ゲラルト:キャランセ、パヴェッタ、ダニーと会う話
ゲラルトは原作小説「A Question of Price」をベースにした話。小説との目立つ違いはシントラの晩餐会に参加した理由がパヴェッタの招待ではなくヤスキエルの護衛だったことくらいで、ドラマ版の流れも内容も小説とほぼ同じ。それだけこのエピソードは重要だということだ。
>>ゲラルトとシリの関係の始まり。ウィッチャー短編小説「A Question of Price」
(注意:上記の記事はパヴェッタとダニーのその後やそれ以上のことにも触れているので、ドラマ以外のネタバレをシャットアウトしたい方は読まないほうがいいです。ゲームやった人はまあ問題ないかな…)

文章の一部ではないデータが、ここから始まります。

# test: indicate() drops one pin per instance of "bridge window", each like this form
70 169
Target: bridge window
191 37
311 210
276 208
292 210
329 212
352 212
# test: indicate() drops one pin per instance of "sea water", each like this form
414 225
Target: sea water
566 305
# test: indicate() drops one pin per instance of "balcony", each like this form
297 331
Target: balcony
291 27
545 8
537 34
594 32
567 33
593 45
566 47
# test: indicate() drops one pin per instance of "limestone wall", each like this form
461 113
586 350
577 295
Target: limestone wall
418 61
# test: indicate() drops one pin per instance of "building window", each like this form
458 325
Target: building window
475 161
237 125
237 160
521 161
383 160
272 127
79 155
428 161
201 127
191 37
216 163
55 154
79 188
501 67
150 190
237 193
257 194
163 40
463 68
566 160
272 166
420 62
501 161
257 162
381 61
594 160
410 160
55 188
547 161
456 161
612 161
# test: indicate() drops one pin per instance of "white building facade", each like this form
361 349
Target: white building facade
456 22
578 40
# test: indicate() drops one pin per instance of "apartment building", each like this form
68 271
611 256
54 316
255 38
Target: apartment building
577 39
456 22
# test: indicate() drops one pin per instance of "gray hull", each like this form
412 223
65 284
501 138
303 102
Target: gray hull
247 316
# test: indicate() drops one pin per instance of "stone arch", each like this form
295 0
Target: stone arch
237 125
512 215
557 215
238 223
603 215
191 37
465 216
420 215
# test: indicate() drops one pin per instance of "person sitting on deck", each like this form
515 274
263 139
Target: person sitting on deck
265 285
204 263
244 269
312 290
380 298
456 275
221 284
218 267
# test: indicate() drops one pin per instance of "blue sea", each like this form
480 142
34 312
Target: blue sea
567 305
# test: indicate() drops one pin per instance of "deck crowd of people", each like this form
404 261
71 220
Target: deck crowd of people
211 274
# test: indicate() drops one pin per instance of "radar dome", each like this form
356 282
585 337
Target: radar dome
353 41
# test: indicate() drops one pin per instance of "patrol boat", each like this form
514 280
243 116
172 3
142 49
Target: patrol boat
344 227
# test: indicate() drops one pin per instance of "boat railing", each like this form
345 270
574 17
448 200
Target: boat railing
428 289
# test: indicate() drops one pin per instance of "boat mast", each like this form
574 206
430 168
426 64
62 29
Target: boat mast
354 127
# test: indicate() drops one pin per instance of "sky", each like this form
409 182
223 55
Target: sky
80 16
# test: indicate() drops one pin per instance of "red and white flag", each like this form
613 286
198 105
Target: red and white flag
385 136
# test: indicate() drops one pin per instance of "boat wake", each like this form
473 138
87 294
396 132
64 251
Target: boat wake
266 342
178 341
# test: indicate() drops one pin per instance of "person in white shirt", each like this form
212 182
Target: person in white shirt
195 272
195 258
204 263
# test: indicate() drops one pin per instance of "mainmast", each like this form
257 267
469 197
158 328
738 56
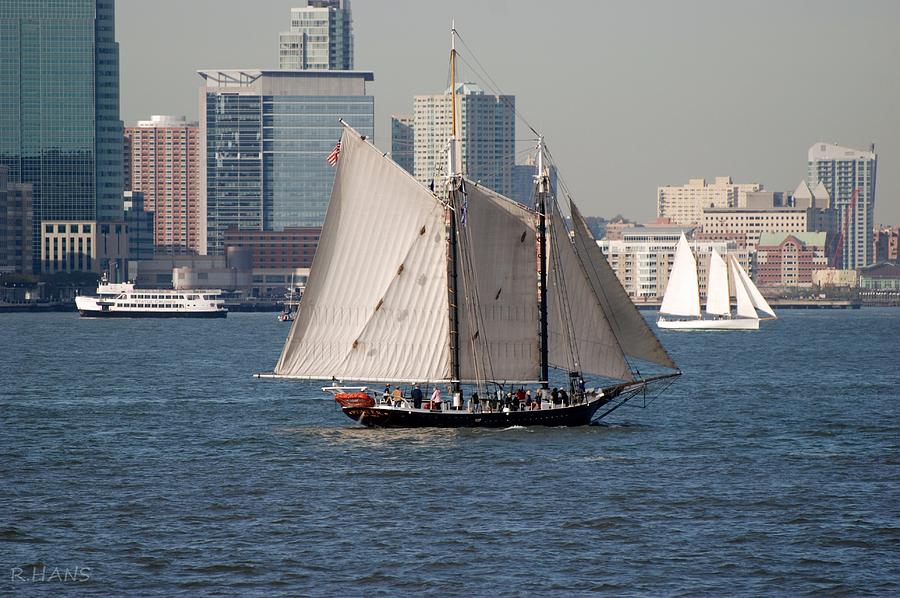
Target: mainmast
542 183
454 182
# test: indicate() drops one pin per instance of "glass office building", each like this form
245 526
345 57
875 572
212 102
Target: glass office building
59 107
266 136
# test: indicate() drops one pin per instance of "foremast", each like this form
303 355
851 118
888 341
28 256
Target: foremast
542 188
454 191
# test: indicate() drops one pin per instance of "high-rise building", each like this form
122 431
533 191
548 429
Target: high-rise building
320 37
59 108
487 131
15 225
684 204
842 170
163 164
403 142
139 222
265 136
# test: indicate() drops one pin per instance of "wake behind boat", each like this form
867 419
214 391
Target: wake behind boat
681 301
471 292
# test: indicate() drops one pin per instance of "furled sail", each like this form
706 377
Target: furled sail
375 306
580 336
745 304
756 297
497 291
682 296
631 329
718 302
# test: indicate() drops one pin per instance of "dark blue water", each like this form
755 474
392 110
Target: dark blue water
145 452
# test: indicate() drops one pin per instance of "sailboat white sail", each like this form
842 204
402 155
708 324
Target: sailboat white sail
682 297
451 291
718 302
683 290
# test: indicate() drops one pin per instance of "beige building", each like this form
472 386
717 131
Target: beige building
684 204
163 162
85 246
642 259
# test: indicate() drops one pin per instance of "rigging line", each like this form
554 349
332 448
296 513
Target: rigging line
470 281
566 304
617 330
496 87
499 93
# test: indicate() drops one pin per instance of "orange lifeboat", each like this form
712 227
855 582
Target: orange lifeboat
354 399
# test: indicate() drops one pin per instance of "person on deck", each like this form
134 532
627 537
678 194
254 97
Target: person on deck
416 395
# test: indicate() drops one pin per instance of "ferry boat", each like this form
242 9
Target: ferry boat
122 300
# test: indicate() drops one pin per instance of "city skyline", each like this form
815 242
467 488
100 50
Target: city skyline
686 91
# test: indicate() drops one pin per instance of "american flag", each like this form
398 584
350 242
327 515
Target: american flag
335 154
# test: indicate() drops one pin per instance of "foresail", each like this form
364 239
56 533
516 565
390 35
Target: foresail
375 306
631 329
576 314
718 302
756 297
682 296
744 303
497 291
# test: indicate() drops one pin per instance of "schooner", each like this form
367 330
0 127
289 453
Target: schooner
463 291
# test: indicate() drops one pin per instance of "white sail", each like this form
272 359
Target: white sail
631 329
745 305
497 293
580 336
682 296
718 302
376 305
756 297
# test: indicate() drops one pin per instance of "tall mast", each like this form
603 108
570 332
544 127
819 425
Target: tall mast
542 183
454 177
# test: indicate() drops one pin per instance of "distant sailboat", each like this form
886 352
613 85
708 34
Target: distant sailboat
682 297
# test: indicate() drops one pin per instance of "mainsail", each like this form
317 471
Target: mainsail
756 297
718 302
744 303
375 306
632 332
497 301
581 338
682 297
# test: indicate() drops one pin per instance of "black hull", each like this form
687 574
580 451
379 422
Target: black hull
381 417
150 314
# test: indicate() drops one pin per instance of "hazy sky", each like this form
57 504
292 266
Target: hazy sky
629 95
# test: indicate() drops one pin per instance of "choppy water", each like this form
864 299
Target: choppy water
144 451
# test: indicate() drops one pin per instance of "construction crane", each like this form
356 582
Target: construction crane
840 244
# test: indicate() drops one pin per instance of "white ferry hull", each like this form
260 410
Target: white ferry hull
724 324
160 304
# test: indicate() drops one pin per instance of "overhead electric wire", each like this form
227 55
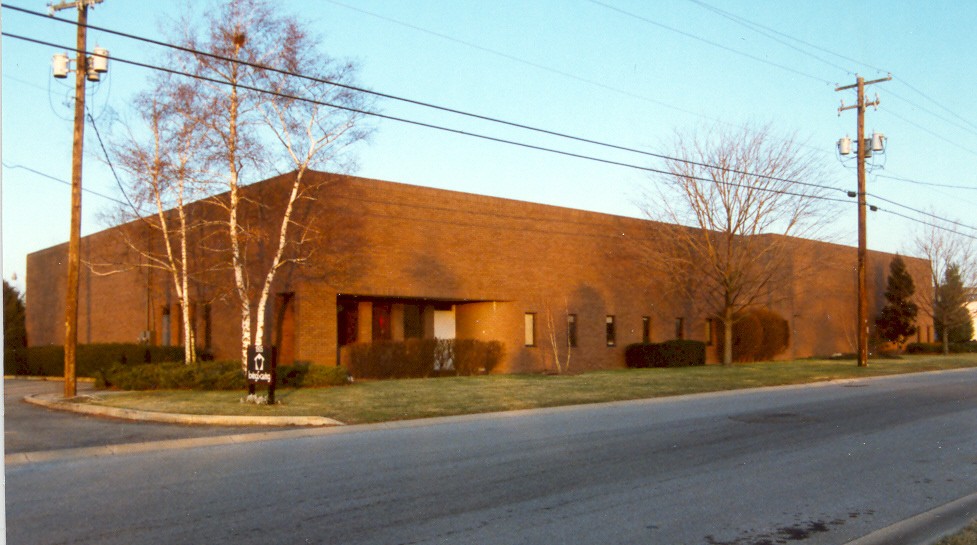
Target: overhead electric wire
961 124
767 31
59 180
754 26
451 130
921 212
399 98
109 160
928 224
932 184
710 42
456 131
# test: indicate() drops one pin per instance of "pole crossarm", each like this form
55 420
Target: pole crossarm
860 106
77 4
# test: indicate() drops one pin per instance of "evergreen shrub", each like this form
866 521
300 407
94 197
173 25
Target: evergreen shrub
91 358
209 375
674 353
213 375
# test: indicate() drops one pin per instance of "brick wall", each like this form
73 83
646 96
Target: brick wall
494 259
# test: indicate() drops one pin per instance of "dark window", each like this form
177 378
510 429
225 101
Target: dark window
413 326
572 330
530 329
208 326
348 321
166 326
381 322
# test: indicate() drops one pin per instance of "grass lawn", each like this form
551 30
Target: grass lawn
967 536
380 401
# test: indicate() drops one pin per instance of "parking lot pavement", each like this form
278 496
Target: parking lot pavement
28 428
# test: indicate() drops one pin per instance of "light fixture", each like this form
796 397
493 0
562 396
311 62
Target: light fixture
59 65
844 145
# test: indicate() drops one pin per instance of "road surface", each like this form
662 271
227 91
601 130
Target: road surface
816 465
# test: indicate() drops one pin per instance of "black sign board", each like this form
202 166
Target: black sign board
261 369
261 364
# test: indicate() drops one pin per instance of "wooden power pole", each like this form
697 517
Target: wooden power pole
863 148
74 240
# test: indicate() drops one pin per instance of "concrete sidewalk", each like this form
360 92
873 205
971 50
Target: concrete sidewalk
29 428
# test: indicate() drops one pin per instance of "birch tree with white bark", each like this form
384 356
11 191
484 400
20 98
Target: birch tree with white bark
160 163
949 247
263 118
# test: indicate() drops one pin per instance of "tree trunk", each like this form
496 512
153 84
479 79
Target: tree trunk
728 336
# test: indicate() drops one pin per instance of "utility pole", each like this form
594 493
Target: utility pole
863 148
83 71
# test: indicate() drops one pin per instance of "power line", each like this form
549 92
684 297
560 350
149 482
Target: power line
59 180
754 26
960 124
710 42
108 159
400 98
921 212
456 131
467 133
928 224
931 184
770 33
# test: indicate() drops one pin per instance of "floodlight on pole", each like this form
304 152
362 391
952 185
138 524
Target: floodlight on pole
85 68
865 146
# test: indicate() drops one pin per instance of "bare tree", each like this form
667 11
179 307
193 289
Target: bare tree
950 252
561 364
736 196
260 114
159 162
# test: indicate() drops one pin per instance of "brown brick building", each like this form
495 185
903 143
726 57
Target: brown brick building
392 261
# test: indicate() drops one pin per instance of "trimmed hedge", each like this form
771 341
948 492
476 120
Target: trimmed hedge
422 358
92 358
674 353
759 334
937 348
212 375
305 375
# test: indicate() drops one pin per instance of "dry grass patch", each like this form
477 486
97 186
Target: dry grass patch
380 401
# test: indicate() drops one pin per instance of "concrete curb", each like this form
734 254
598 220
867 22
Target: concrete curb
925 528
56 402
46 379
68 455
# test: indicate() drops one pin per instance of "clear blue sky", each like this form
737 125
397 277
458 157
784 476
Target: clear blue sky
627 72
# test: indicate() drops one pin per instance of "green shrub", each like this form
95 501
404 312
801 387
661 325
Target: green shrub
675 353
476 357
90 359
210 375
937 348
304 375
640 355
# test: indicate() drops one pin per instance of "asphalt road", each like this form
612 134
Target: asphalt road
29 428
816 465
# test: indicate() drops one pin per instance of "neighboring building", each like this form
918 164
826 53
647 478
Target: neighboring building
393 261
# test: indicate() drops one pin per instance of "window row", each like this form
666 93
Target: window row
610 329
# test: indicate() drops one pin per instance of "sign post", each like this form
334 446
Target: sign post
262 368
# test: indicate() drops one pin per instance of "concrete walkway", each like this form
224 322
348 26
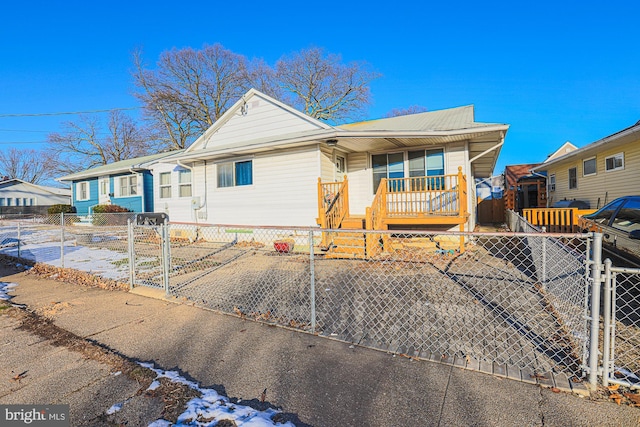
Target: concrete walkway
318 381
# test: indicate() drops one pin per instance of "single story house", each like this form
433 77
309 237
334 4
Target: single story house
16 194
265 163
598 172
127 183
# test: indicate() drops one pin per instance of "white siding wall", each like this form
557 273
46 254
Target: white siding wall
284 192
603 186
360 183
263 119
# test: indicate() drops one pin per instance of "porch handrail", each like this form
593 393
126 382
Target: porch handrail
333 203
426 195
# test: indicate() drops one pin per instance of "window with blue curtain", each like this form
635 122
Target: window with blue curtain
427 163
235 173
244 173
388 166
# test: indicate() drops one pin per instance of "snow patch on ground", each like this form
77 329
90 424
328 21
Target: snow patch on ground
211 407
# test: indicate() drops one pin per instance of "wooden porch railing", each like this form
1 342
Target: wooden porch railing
333 204
442 195
556 220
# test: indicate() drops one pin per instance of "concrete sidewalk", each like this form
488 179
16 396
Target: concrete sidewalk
320 381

ゲラルトの時間軸は第1話で自殺したキャランセが存命で、シリが生まれていない時代だと判明する。
ドラマのシリが何歳の設定なのかは分からないが、小説だとシントラが陥落してゲラルトと合流する頃のシリは12~13歳なので、ざっくり10~15年前だろう。
パヴェッタの年齢は言及されなかったが、原作では今回の晩餐会の時点で15歳だった。ドラマ版のパヴェッタはもう少し年上に見える。さすがに15歳で妊娠はNetflixでは出せなかったか。
(中の人を調べたところ、パヴェッタ役のGaia Mondadoriは2001年生まれの18歳なので、そのくらいを想定していると考えるのが妥当か。でもシリ役のFreya Allanも同じ2001年生まれだった。深く考えるのはやめよう)
この頃のシントラはキャランセ王女の全盛期で、ニルフガードからの求婚者を公衆の面前でバカにしてしまうほど。当時のニルフガードは政情が不安定で、国力もそこまでではなかったことがうかがえる。
そして招かれざる客、アーケオンが驚きの法に基づいてパヴェッタを要求しに現れる。
アーケオンは過去にキャランセの亡き夫ログネルを助けたことがあり、その報酬として「思いがけず授かっているもの」をもらう約束をしていた。
当時ログネルはキャランセが妊娠していることを知らなかったため、驚きの法の報酬はキャランセのお腹の中にいたパヴェッタだったのだ。
ゲラルトのほか、パヴェッタの婿候補の大本命だったスケリッジの面々すら「驚きの法は尊重せねば」ムードで、驚きの法の重みは原作以上のものになっているように見えた。
キャランセは政治的安定のためパヴェッタの婿にはスケリッジ出身のクラフ・アン・クライトを選ぶと決めていたので、無名で呪われたハリネズミ頭の男に娘は渡す気はさらさらなかった。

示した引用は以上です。